Piyasalar döviz şokunda
Selim Işıklar 01 Ocak 1970
Ekonomiyi yönetenler hâlâ fark edememiş olabilir ancak 2001 yılında yaşanan büyük likidite şoku ve 2008-2009 küresel krizi sırasında liranın döviz kurları karşısında düştüğü durumdan daha kötüsü yaşanıyor.
Reel efektif kur son 12 yılın en kötüsünü yansıtmakta. Yüksek enflasyon, altüst olan siyasetin getirdiği jeopolitik risklerin had safhaya ulaşması ve 7 Haziran seçimlerinde vatandaşın verdiği mesajların önemsenmeyişi, Amerikan Doları'nın son iki ayda yüzde 17 yükselmesine neden oldu.

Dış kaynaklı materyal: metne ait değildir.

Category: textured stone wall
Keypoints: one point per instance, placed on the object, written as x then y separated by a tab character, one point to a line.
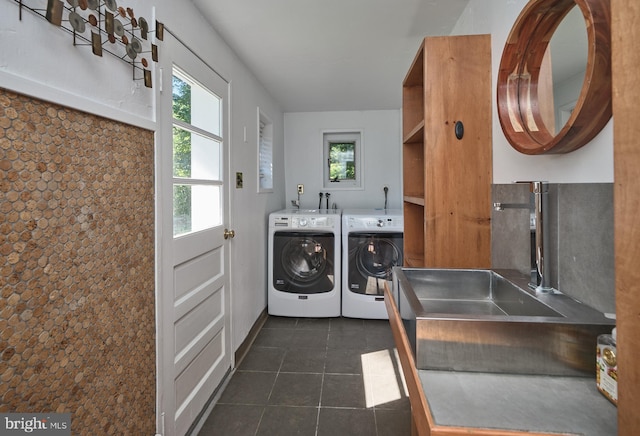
77	320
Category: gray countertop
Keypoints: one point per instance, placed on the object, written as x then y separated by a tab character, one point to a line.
519	402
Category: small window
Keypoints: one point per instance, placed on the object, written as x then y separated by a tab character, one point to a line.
343	160
265	153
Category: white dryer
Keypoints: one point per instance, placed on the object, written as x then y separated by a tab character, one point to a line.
304	263
372	243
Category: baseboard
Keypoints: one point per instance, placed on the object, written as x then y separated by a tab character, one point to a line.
243	349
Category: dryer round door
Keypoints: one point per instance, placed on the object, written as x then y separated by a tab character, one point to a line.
377	257
303	262
372	257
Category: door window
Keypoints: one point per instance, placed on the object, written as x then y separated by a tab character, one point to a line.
197	156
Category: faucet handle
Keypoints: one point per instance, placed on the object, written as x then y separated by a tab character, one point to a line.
536	187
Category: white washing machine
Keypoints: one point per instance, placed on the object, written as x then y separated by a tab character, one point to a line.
304	263
372	243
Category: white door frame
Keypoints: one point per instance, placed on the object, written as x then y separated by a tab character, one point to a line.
174	52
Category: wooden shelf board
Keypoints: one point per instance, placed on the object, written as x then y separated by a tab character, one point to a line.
416	135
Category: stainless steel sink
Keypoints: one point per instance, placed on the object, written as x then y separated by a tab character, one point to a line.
489	321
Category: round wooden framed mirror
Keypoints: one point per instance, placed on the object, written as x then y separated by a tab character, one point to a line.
525	84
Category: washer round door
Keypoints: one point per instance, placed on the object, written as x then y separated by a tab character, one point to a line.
303	262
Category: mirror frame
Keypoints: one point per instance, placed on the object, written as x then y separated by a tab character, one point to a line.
519	73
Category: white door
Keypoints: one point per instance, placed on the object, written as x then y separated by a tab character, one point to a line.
194	349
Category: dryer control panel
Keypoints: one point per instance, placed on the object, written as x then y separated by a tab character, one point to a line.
375	222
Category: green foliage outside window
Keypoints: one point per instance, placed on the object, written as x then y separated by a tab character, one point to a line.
342	163
181	157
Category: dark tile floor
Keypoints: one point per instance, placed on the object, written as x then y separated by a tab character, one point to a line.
316	377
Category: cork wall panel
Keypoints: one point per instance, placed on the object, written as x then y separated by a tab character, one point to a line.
77	321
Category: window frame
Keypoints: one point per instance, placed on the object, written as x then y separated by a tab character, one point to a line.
346	136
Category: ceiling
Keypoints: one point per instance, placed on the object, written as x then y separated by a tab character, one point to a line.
330	55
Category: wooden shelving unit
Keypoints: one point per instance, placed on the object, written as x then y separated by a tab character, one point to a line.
446	180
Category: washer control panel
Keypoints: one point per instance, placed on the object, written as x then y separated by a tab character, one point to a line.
305	222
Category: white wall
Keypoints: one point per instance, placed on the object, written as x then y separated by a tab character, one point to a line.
39	59
591	163
382	157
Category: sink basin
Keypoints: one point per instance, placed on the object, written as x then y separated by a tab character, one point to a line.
490	321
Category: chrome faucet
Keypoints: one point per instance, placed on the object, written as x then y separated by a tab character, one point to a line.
538	217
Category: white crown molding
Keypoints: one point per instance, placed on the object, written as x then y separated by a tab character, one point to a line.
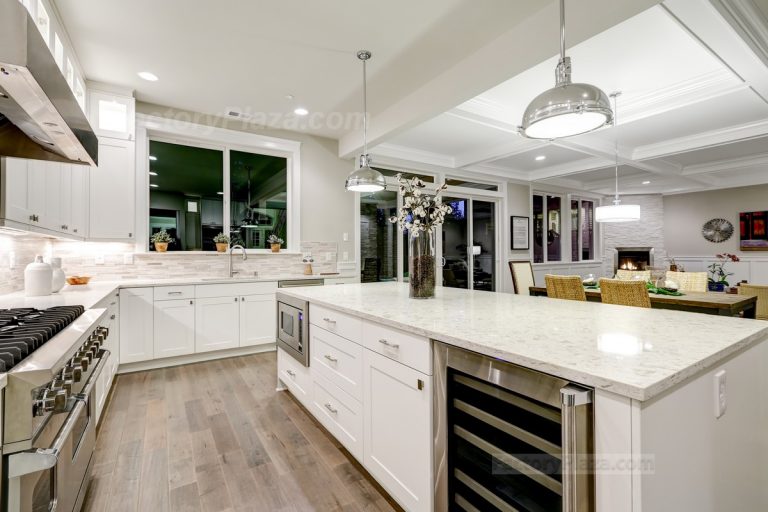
700	140
731	164
413	155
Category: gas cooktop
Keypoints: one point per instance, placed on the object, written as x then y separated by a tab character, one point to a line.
24	330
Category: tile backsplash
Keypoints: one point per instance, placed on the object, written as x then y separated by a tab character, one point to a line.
116	261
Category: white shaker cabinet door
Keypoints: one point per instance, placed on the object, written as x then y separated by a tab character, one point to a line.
112	192
397	430
258	319
174	328
217	323
136	325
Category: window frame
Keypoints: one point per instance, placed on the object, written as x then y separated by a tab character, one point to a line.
188	133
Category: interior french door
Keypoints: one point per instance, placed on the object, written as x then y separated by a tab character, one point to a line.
468	241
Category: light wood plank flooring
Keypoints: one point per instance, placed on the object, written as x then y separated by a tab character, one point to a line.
216	436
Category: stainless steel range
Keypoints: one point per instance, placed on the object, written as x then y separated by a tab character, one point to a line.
53	358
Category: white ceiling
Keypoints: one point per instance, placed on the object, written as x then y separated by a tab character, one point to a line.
213	57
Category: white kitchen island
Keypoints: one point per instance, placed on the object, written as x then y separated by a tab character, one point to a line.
659	443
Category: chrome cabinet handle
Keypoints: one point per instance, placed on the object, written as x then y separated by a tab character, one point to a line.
571	397
388	344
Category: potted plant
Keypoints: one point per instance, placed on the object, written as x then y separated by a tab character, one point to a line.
222	242
718	276
161	239
275	242
421	215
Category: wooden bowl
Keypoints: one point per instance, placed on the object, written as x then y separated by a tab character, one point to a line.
78	280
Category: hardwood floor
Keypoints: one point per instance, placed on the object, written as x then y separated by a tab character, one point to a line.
216	436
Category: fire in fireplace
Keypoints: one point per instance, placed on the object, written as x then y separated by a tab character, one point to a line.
633	258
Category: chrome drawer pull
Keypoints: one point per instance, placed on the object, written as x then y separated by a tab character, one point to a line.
388	344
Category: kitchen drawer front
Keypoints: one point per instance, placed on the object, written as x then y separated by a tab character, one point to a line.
339	360
339	413
344	325
234	289
295	376
410	350
174	292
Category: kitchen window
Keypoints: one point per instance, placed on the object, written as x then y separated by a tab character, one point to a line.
547	228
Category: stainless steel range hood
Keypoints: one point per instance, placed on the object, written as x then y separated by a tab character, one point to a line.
40	118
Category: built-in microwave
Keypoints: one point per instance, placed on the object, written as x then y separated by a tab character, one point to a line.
293	327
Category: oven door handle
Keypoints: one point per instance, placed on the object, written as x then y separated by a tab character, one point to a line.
85	393
40	459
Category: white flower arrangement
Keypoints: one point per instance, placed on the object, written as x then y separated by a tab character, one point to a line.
420	212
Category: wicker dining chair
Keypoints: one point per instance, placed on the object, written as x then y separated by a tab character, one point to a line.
624	293
522	276
759	291
629	275
564	287
689	281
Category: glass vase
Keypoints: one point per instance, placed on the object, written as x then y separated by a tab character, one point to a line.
421	265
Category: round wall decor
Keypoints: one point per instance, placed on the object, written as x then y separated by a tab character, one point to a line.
717	230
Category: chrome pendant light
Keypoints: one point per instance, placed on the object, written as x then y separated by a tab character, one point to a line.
365	178
567	109
617	212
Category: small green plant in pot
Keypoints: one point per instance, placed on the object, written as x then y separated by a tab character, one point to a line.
222	242
161	239
275	242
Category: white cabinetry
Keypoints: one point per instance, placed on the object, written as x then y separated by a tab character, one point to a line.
398	430
112	192
136	325
174	328
217	323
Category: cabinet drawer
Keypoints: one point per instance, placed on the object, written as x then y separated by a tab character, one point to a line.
234	289
339	360
346	326
410	350
174	292
295	376
339	413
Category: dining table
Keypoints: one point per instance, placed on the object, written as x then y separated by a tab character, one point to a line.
711	303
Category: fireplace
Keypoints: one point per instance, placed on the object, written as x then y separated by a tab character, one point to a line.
633	258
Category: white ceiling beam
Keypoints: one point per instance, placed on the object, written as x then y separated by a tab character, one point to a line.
529	42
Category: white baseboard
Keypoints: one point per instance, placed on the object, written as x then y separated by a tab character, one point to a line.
194	358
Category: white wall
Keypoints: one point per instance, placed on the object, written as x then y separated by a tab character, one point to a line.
685	214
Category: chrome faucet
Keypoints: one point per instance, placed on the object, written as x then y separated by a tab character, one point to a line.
231	251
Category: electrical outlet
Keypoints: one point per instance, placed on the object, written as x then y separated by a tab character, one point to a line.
721	402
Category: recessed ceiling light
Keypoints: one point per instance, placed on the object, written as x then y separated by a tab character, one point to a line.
149	77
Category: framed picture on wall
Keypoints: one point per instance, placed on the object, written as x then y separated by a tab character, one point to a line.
519	233
752	230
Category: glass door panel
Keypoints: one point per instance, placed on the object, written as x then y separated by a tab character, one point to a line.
484	245
456	264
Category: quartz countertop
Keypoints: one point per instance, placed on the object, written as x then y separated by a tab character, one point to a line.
634	352
91	294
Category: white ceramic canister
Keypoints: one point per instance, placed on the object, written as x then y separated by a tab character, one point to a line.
38	277
58	280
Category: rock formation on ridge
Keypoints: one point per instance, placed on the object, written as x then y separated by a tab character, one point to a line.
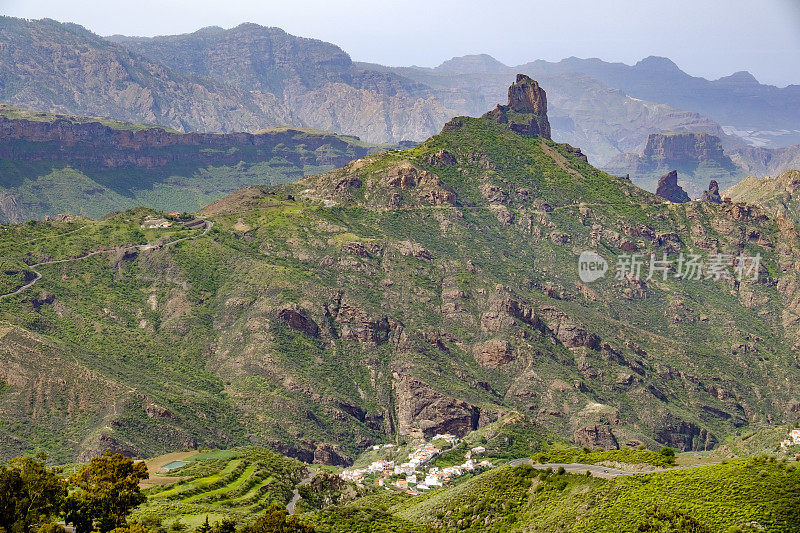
669	189
526	111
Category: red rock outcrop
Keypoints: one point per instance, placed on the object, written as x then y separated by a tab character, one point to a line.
526	111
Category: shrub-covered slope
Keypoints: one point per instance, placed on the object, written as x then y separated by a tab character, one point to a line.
406	294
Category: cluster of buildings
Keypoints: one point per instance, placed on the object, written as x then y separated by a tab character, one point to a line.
793	440
413	475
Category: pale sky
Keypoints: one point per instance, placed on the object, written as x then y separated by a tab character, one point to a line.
709	38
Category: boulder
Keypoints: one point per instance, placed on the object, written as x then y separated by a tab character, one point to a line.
712	194
595	436
493	353
299	320
423	412
526	111
669	189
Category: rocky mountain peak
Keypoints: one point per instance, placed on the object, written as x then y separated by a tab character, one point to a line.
712	194
526	111
471	64
669	189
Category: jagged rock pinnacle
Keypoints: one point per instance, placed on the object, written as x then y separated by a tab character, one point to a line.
526	111
712	194
669	189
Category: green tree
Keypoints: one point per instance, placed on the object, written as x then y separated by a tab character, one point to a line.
30	494
108	490
660	521
669	453
276	519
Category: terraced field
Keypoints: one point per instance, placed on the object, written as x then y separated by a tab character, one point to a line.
224	485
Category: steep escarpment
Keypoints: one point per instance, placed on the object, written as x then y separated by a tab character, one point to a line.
53	66
526	111
697	157
417	291
778	196
760	162
55	163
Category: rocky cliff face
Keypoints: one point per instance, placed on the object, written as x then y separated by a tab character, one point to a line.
526	111
760	162
712	194
63	67
148	148
406	293
669	189
698	157
683	149
316	81
56	164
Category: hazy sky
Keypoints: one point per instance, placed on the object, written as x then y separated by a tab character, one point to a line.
710	38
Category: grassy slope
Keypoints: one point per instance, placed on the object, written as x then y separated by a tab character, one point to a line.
521	499
193	328
46	184
234	485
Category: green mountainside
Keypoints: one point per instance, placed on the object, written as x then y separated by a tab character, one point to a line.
48	65
250	77
406	294
776	195
52	164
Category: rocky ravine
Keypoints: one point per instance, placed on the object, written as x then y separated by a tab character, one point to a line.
418	291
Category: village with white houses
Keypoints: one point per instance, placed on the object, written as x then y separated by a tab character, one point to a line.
415	475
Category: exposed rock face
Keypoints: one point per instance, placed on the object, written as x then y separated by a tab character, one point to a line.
684	436
424	412
698	157
9	206
298	319
669	189
150	148
493	353
712	194
526	111
595	437
325	454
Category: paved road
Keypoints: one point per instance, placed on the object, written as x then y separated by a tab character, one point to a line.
596	470
141	247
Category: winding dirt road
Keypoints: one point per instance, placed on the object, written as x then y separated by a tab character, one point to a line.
207	224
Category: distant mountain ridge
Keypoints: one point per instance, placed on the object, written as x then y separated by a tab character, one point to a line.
250	77
700	158
52	164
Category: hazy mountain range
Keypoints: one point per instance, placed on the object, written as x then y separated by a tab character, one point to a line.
250	77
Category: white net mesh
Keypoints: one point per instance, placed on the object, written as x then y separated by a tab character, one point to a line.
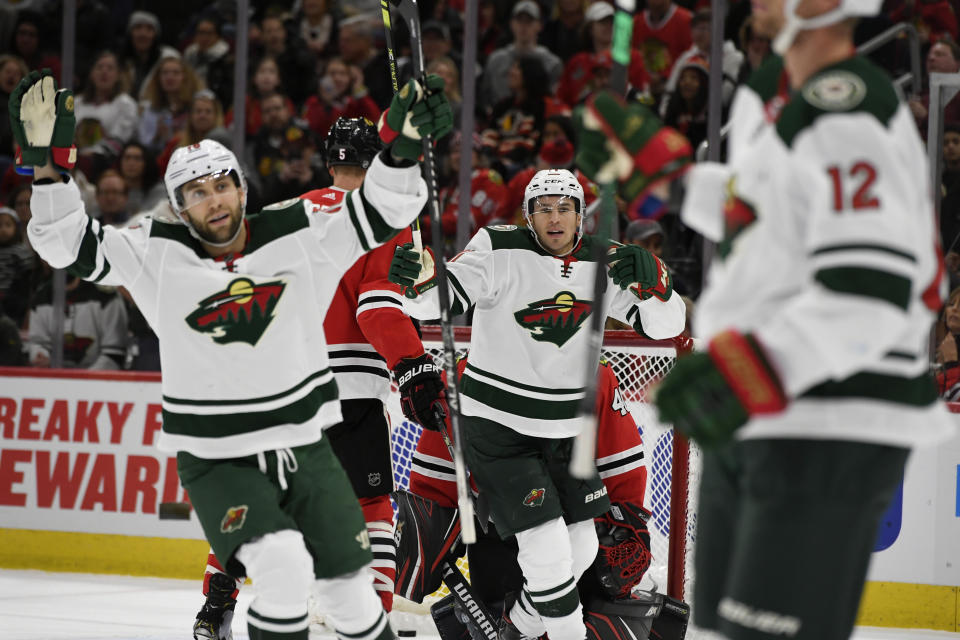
637	363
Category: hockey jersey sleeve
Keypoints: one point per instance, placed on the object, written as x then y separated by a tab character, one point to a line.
380	314
67	238
620	454
471	276
870	243
389	199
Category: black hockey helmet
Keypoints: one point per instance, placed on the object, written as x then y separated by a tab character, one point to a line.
352	141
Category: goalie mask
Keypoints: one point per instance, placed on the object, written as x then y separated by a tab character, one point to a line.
202	163
794	24
553	182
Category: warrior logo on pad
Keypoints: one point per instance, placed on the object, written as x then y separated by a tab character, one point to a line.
234	519
554	320
535	498
241	313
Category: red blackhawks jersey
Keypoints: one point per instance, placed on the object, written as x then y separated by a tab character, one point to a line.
620	457
662	42
366	328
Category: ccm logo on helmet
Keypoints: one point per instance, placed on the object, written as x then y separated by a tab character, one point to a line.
596	495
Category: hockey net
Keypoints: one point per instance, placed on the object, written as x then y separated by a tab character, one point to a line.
638	363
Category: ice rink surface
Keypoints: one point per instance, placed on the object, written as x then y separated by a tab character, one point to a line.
36	605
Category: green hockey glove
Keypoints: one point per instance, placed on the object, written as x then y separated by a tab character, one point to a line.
43	122
413	114
644	273
628	143
414	271
708	396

Dolar borcu olan şirketler açısından bakıldığında haziran sonu 2,69 lira olan doların 3,05 seviyelerinde dolaşması, zaten erimiş olan sermayelerinin yüzde 15 daha buharlaşması anlamına geliyor. Bankalar, yatırımda olan ve bunu dolar veya Euro'ya endeksli yapan kuruluşlar. Son 4 yılda dış borçlar önemli ölçüde artarak 400 milyar doların üzerine çıktı. Kredi derecelendirme kuruluşu geçen hafta bu konuda önemli bir uyarı yaparak Türk bankalarının dış borçalarının yükselmeye devam ettiğini vurguladı.
Doların, lira karşısında 7 Haziran seçimleri sonrası 2,62 liraya kadar gerilemesinin ana nedeni CHP-AKP koalisyonu beklentisiydi. Ancak çözüm sürecinin birden sona erdirilmesinin ardından terör olaylarının temmuz ayı ortasından itibaren tırmandırılması ve hemen akabinde koalisyon görüşmelerinin sonuçsuz bırakılmasının ardından döviz kurları, lira karşısında tarihinin en yüksek noktasına ulaştı. Dolar 3,06 lirayı, Euro ise 3,47 lirayı gördü.
2003 yılından bu yana Merkez Bankası'nın (TCMB) takip ettiği reel efektif döviz kuru en kötü noktasına ulaşarak 95 seviyesine geriledi. Borsa 2013 yılında dolar bazında 51 bin puanı görmüşken şimdilerde 23 bin dolar sınırında hareket ediyor.
Türkiye adeta 2001 krizi sendromunun başka bir versiyonunu yaşamak üzere. Merkez Bankası şu an kendini olağanüstü baskıda hissederek faiz silahını kullanamıyor. En üst düzeydeki siyasetçiler durumun ya farkında değiller ya da oluruna bırakmış durumdalar. Türkiye'nin şu anda en kırılgan ülke durumuna geldiği hafta içinde rating kuruluşları tarafından dile getirildi. Lira en zayıf para birimi Brezilya Reali ile birlikte, çok büyük bir para çıkışı yaşanmadığı halde 8-9 ayda yüzde 30-35 civarında bir kayba uğradı.
Belki sürekli dile getiriyoruz; bu yaşanan dalgalanma en çok gelişmekte olan piyasaları vuruyor. Özellikle 7 Haziran seçimlerinin hemen ardından Suruç'ta yaşanan patlama ve hemen arkasından siyasi iradenin çözüm sürecine ilişkin tavır değişikliği ve sonrasında tekrar seçim kararı ile birlikte Türk piyasalarına yönelik derin bir endişe yaşandı. Ve lira da çöküş sürecine girdi.
Döviz şoku ve belirsizlik nedeniyle iş dünyası Merkez Bankası'nın açık pozisyonu olan şirketlere çok ucuz fiyattan döviz satışı yapmasına varan önlemler almasını isteyecek noktaya geldi. 2001-2009 krizleri ile kıyasladığımızda döviz fiyatlarının geldiği nokta her ikisine göre de daha vahim. Bu noktada açık pozisyonda olmamız, siyasi belirsizliğin de ötesinde yönetim krizinin ülke ekonomisine yönelik endişeleri tırmandırma olasılığının devam ediyor olması, başta açık pozisyon taşıyan şirketler olmak üzere ekonomi üzerinde çok olumsuz bir baskı oluşturuyor.
Dünya petrol fiyatları 50 doların altına gerilemesine karşın vatandaşlar vergi yükü ve yüksek fiyatlı anlaşmaların yürürlükte olması yüzünden zam ve enflasyonla karşı karşıya. Türkiye şu an yeni bir stagflasyonla (durgunluk) karşı karşıya denilebilir. Piyasalar normalde bu durumda çok önemli tepkiler verecek seviyeye geldi. Ancak daha gidecek aşağı seviye olması ve siyasi kriz yaşanması nedeniyle, ne doların daha fazla yükselmeyeceği ne de borsanın değer kaybetmeyeceği konusunda bir şey söylemek zor.